Who is behind these crimes and threats? Iván Cepeda, a congressman of the Democratic Pole and defender of victims of violence, has a thesis: after the false demobilization of paramilitary groups has come to light that many demobilized did not belong to the organization, there was the simple interest of inflating statistics.
"It was a plan to stop in the shade structures to defend what is obtained by means of the slaughter and displacement." To Cepeda, the paramilitary structures BACRIM are designed to control territories and prevent the return of lands, political flag of the president Juan Manuel Santos. Already been reported that some of them with the complicity of members of the security forces.
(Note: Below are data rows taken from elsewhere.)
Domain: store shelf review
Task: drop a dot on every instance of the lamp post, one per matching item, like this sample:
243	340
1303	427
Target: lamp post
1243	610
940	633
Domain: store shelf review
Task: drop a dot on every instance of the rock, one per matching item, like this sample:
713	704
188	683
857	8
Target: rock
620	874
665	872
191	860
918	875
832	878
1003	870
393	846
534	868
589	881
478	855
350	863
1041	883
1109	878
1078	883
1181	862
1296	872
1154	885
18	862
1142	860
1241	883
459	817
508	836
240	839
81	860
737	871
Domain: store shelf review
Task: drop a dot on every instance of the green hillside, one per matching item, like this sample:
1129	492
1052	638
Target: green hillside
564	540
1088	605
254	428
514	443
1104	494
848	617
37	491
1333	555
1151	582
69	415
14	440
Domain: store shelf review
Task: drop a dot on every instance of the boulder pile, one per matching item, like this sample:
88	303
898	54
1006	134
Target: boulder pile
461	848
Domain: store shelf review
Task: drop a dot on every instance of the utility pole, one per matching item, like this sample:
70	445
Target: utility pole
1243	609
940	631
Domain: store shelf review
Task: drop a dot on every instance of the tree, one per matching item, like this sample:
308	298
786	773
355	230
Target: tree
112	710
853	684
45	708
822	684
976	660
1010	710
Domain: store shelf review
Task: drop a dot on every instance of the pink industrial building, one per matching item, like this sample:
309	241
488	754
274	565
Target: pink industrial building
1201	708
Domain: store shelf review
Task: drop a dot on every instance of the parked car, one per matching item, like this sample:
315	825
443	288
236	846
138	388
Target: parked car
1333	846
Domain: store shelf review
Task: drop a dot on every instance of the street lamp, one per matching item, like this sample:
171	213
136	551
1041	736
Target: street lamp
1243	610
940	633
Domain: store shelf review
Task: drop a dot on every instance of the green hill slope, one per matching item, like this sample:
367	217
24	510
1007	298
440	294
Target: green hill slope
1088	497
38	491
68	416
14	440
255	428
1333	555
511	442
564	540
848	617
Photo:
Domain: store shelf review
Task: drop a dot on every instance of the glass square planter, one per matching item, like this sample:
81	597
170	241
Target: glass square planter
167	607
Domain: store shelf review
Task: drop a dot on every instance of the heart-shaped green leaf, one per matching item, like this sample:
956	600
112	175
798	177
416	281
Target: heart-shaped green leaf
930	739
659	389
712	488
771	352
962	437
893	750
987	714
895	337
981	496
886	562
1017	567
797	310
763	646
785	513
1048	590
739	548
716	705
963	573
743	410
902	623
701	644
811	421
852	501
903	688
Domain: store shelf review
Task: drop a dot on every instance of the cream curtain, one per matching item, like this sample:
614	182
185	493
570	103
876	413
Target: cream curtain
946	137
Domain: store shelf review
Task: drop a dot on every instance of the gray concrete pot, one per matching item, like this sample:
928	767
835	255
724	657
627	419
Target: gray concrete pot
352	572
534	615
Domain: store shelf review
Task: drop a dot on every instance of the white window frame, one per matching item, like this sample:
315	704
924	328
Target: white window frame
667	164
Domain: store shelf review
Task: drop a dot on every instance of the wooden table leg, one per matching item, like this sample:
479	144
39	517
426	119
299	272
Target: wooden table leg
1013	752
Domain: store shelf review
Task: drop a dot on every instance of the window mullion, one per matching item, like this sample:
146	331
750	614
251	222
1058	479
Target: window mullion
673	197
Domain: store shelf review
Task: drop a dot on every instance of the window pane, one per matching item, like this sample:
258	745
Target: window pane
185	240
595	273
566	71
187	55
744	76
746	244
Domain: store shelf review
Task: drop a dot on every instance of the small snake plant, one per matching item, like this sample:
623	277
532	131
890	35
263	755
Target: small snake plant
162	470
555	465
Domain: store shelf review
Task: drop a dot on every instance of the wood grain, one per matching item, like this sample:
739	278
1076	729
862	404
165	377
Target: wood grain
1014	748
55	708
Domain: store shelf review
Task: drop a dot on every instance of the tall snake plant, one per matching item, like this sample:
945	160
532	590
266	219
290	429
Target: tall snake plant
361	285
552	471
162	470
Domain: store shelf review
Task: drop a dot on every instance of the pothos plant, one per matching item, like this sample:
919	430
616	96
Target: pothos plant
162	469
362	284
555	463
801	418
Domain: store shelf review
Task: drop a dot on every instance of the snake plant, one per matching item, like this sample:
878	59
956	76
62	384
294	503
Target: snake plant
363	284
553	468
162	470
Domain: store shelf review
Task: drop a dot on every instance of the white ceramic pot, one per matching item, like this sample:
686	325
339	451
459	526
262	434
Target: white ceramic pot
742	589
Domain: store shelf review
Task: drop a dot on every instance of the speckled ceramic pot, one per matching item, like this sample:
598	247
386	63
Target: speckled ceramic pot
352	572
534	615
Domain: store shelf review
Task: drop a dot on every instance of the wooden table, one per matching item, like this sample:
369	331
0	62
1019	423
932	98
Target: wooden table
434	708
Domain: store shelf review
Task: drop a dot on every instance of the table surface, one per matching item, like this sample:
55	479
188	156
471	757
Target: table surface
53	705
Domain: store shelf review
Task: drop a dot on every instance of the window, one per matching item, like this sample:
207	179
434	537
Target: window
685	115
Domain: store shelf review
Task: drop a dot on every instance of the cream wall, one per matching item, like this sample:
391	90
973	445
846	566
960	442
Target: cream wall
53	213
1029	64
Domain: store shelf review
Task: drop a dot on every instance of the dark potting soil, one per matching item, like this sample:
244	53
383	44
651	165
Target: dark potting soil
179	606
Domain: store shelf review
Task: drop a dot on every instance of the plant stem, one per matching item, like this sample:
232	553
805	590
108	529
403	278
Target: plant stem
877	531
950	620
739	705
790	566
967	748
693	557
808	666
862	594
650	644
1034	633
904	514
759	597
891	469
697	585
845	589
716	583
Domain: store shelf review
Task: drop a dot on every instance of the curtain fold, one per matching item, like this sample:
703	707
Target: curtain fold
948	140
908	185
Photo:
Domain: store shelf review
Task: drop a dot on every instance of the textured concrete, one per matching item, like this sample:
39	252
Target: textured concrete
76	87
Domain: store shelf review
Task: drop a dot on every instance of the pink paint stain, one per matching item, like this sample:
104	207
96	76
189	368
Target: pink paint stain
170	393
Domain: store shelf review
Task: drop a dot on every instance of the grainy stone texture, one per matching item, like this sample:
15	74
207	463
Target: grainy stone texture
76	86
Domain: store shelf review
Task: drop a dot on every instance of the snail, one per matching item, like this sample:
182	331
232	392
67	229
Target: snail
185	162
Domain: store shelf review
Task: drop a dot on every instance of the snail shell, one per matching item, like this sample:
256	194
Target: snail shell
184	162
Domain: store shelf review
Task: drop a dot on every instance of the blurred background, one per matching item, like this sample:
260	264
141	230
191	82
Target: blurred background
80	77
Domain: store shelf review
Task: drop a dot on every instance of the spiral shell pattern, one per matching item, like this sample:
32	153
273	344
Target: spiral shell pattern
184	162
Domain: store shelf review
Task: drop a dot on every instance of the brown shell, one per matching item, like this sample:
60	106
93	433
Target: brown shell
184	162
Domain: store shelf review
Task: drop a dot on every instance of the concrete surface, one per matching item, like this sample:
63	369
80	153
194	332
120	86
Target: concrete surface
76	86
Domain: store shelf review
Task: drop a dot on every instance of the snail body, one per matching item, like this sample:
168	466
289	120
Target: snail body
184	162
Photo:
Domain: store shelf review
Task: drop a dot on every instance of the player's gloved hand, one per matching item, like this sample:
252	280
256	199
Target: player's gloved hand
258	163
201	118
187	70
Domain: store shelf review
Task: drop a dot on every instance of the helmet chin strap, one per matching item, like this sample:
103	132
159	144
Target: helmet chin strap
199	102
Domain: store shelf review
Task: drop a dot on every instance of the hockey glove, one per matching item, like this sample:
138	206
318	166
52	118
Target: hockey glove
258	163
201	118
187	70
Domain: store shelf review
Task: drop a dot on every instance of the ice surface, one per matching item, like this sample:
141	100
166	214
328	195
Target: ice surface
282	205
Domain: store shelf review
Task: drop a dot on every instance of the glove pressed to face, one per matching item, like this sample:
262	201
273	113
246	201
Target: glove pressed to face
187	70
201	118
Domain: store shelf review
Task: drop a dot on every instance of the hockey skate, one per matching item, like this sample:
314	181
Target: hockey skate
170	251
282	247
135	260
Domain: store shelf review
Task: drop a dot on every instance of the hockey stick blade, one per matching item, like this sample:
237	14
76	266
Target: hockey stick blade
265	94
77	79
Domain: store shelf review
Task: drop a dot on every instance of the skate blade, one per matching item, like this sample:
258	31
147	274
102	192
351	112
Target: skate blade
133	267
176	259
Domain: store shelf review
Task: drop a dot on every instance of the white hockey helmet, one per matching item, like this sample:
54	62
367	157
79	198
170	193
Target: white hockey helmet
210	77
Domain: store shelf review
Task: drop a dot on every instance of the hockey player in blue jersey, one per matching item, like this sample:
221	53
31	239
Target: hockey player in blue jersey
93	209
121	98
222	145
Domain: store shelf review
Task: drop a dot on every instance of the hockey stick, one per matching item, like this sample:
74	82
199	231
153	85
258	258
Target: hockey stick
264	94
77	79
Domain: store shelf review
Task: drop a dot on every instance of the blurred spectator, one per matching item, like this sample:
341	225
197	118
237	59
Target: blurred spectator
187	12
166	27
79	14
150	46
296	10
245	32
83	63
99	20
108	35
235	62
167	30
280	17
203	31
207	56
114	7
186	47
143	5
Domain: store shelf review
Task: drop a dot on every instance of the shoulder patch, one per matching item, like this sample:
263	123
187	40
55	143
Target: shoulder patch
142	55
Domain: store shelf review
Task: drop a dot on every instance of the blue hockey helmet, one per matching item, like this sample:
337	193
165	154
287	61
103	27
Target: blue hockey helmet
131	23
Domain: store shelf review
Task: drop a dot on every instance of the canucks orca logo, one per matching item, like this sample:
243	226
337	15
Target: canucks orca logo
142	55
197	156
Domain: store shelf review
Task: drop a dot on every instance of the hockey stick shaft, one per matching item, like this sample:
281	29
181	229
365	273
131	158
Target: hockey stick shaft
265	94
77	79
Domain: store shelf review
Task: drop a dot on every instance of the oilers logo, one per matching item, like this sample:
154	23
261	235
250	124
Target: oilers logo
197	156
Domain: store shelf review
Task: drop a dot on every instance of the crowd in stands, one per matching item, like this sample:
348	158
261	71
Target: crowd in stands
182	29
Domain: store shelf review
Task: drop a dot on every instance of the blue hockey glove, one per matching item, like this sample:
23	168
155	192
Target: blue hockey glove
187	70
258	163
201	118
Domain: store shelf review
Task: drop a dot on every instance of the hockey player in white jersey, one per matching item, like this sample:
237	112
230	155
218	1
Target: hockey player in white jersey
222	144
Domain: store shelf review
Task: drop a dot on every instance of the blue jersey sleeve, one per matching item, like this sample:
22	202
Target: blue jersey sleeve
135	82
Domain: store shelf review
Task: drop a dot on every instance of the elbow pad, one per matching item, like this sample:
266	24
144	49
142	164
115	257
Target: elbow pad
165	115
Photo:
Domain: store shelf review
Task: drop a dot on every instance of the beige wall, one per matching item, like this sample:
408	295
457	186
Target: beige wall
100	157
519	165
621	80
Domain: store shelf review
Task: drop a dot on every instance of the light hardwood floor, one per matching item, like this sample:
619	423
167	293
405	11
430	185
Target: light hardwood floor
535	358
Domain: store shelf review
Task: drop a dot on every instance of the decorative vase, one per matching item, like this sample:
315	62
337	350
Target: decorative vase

It is estimated that nationwide the paramilitaries robbed farmers of more than five million hectares. Since 2002, 42 people who fought for the return of his own have been killed. Since Santos came to power and there are seven victims. On Monday, the government announced a security plan to protect these people.
Earlier, Christian Salazar, representative in Colombia of the office of UN High Commissioner for Human Rights, had called for a "thorough review" of policies to protect vulnerable people. Will the security plan? Cepeda is not optimistic: "While the diagnosis is wrong is difficult [this] is the solution." The congressman believes that a successful strategy must be based on a correct definition of what constitutes the BACRIM.
At a special meeting held on Monday, Vice President and Defense Minister of the Interior and Agriculture said almost in unison that the land restitution policy is no turning back. "This is not going to cross the criminals," they said. "The government must move from words and good intentions into action," said Cepeda, who recognizes the change of tone compared to the previous current Executive: Do not demonize NGOs or human rights defenders.
Stop the massacre against the displaced is the only way forward for the restitution of land, vital to the peace initiative in Colombia. As it is vital to have faultless military forces to rebuild the path marked by violence.